Descrição do Encontro

      A FINEP está financiando o projeto “Estudo de Ciclones no Atlântico Sul e Impactos na Costa do Estado do Rio de Janeiro”, sigla CICLONES, visando reunir o conhecimento nacional e internacional sobre os ciclones oceânicos, incluindo os furacões, e canalizar este conhecimento em prol da preservação das construções costeiras, atividades portuárias, turismo, navegação oceânica e prospecção de petróleo no mar, entre outras. Como parte deste projeto, prevê-se a realização de um encontro no qual os especialistas, tanto do próprio projeto quanto convidados externos, possam compartilhar experiências e conhecimento em favor dos objetivos do projeto e, principalmente visando os benefícios que as diversas atividades econômicas e populações vulneráveis aos ciclones possam auferir como resultado da pesquisa.

      Os objetivos científicos e de prevenção de riscos do projeto CICLONES se coadunam com alguns dos objetivos e proposições do projeto internacional denominado THORPEX, sob os auspícios da Organização Meteorológica Mundial (OMM), que tem como meta principal acelerar as melhorias na acurácia das previsões das condições meteorológicas de alto impacto, como os ciclones tropicais e extratropicais. Além disto, o Brasil tem demonstrado, através de suas comunidades de meteorologia e oceanografia e também na área da engenharia costeira, grande maturidade nestas áreas do conhecimento e da aplicação.

      Foi realizado no Rio de Janeiro, no período de 19 a 21 de maio de 2008, um encontro de pesquisadores, engenheiros e estudantes do Brasil, Estados Unidos da América, Austrália e de países do Cone Sul, especialistas e interessados na previsão de trajetórias e intensidade de ciclones oceânicos e na mitigação dos efeitos da aproximação desses ciclones, inclusive furacões, nas áreas costeiras. 

Importância científica do evento

      O sucesso da previsão numérica do tempo representa uma das mais significativas conquistas no âmbito científico, tecnológico e social do século vinte. Apesar do notável aumento na habilidade de previsão alcançado nos últimos 25 anos, há ainda a necessidade de mais desenvolvimento, particularmente na acurácia das previsões dos fenômenos meteorológicos de alto impacto e no uso da informação da previsão do tempo. Os ciclones, sejam de latitudes médias ou tropicais, são altamente impactantes sobre a vida e as atividades do homem, principalmente do homem urbano que vive nas cidades litorâneas. As dificuldades na previsão do ciclone Catarina estão fortes nas mentes dos brasileiros, apontando para a necessidade de se conhecer melhor os processos físicos e a modelagem numérica, associados a este tipo de fenômeno, permitindo antever as suas trajetórias e intensidade e, assim, atenuar os seus efeitos danosos.
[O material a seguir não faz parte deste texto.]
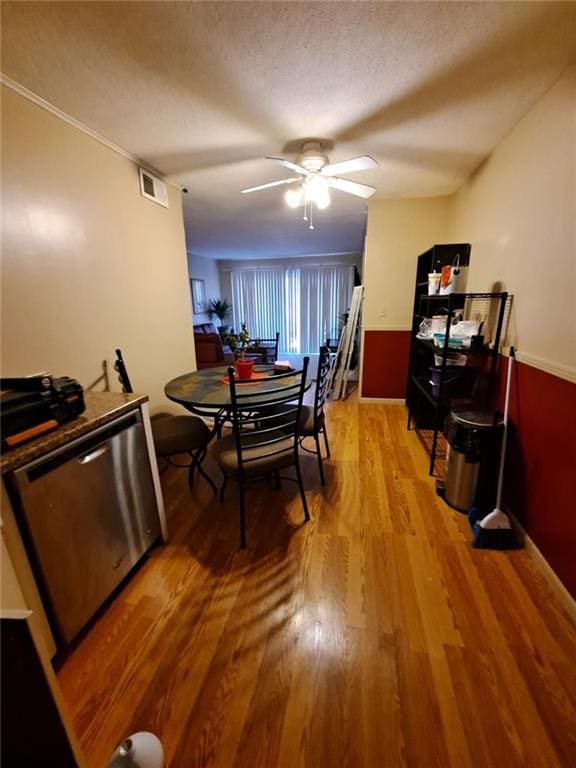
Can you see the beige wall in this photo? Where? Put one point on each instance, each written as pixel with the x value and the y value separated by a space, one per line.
pixel 398 231
pixel 519 212
pixel 88 264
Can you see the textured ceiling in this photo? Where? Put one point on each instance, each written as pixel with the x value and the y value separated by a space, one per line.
pixel 204 90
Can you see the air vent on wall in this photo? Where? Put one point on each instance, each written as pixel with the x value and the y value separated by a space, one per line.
pixel 152 188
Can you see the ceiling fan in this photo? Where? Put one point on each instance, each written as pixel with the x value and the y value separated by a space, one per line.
pixel 316 175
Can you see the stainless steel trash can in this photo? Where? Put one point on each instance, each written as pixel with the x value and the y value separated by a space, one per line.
pixel 471 437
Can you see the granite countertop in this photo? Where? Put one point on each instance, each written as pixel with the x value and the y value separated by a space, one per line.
pixel 101 407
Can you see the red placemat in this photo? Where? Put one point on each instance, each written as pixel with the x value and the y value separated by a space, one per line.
pixel 257 376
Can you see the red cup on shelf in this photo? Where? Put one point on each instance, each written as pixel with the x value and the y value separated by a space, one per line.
pixel 243 368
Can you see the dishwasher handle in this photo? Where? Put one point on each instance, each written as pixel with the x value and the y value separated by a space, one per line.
pixel 88 457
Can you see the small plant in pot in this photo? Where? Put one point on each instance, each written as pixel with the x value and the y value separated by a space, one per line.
pixel 222 309
pixel 239 343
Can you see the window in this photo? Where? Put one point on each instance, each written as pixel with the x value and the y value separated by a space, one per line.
pixel 303 303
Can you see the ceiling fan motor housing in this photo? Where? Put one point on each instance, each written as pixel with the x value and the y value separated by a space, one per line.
pixel 311 156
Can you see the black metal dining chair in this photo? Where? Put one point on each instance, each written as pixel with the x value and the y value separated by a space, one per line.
pixel 175 435
pixel 262 443
pixel 312 418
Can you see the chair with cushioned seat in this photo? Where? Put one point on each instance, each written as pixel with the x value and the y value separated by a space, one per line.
pixel 175 435
pixel 262 443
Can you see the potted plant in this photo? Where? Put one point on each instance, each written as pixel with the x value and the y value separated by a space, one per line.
pixel 220 308
pixel 239 343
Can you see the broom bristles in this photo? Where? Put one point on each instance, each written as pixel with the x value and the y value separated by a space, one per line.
pixel 492 531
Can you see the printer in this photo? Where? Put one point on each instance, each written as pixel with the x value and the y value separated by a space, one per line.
pixel 33 405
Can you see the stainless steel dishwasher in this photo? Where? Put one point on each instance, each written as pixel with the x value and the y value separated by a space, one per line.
pixel 89 513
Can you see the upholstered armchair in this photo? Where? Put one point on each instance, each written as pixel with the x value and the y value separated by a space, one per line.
pixel 210 351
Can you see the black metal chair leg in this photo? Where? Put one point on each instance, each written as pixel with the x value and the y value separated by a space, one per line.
pixel 302 494
pixel 326 442
pixel 223 488
pixel 196 458
pixel 207 477
pixel 242 517
pixel 319 457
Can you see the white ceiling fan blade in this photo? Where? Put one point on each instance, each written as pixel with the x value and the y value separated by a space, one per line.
pixel 360 190
pixel 271 184
pixel 363 163
pixel 288 164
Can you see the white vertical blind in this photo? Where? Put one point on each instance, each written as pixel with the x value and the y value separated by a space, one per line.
pixel 303 303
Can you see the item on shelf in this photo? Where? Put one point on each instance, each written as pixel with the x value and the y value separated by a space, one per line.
pixel 456 381
pixel 440 339
pixel 453 358
pixel 453 278
pixel 433 283
pixel 477 342
pixel 439 323
pixel 425 329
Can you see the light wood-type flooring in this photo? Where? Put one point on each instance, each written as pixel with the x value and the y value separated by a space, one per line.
pixel 372 636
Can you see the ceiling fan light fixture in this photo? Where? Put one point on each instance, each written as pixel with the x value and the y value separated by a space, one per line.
pixel 294 197
pixel 316 190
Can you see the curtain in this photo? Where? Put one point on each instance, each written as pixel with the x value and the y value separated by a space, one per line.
pixel 303 303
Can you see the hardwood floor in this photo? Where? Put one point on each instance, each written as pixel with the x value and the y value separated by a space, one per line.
pixel 372 636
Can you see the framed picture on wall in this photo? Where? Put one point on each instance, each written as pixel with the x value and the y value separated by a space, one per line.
pixel 198 296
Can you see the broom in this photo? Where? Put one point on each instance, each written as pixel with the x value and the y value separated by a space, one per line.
pixel 494 531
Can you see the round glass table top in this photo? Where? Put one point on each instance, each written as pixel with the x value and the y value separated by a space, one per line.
pixel 208 390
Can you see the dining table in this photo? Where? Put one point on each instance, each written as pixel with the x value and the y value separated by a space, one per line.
pixel 207 392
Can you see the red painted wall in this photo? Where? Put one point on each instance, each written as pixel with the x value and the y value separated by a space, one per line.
pixel 540 478
pixel 385 363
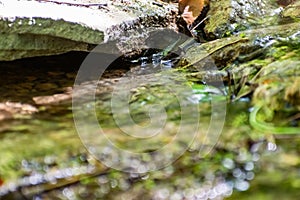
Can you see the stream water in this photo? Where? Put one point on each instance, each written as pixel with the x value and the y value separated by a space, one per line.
pixel 43 155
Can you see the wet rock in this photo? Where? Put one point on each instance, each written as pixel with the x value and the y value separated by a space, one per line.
pixel 12 109
pixel 52 99
pixel 292 11
pixel 46 86
pixel 55 27
pixel 231 16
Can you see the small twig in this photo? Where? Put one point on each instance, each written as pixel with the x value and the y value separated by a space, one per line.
pixel 200 23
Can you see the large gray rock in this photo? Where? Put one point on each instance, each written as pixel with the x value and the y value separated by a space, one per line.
pixel 36 28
      A costa brasileira e, em especial o estado do Rio de Janeiro, podem se tornar altamente vulneráveis a ciclones que se desloquem do Oceano Atlântico para o continente, o que justifica cientificamente todo empenho em estudá-los. Duas grandes dificuldades se interpõem aos esforços no sentido de habilitar os modelos numéricos já amplamente utilizados no Brasil para a previsão da intensidade e das trajetórias dos ciclones: primeiramente é preciso que dados atmosféricos, na escala espacial adequada, sejam oferecidos aos modelos como condição inicial para a previsão. No caso dos ciclones é extremamente difícil e dispendiosa a obtenção destes dados, aparecendo como alternativa o uso de dados sintéticos ou "bogus". Em segundo lugar, os próprios modelos são concebidos de forma a filtrar os dados que apresentem gradientes muito intensos, evitando assim o surgimento de ondas de gravidade espúrias. Assim, modelos que se proponham a simular e prever ciclones devem ser adaptados para que este processo de rejeição de dados aparentemente errôneos não venha a ocorrer.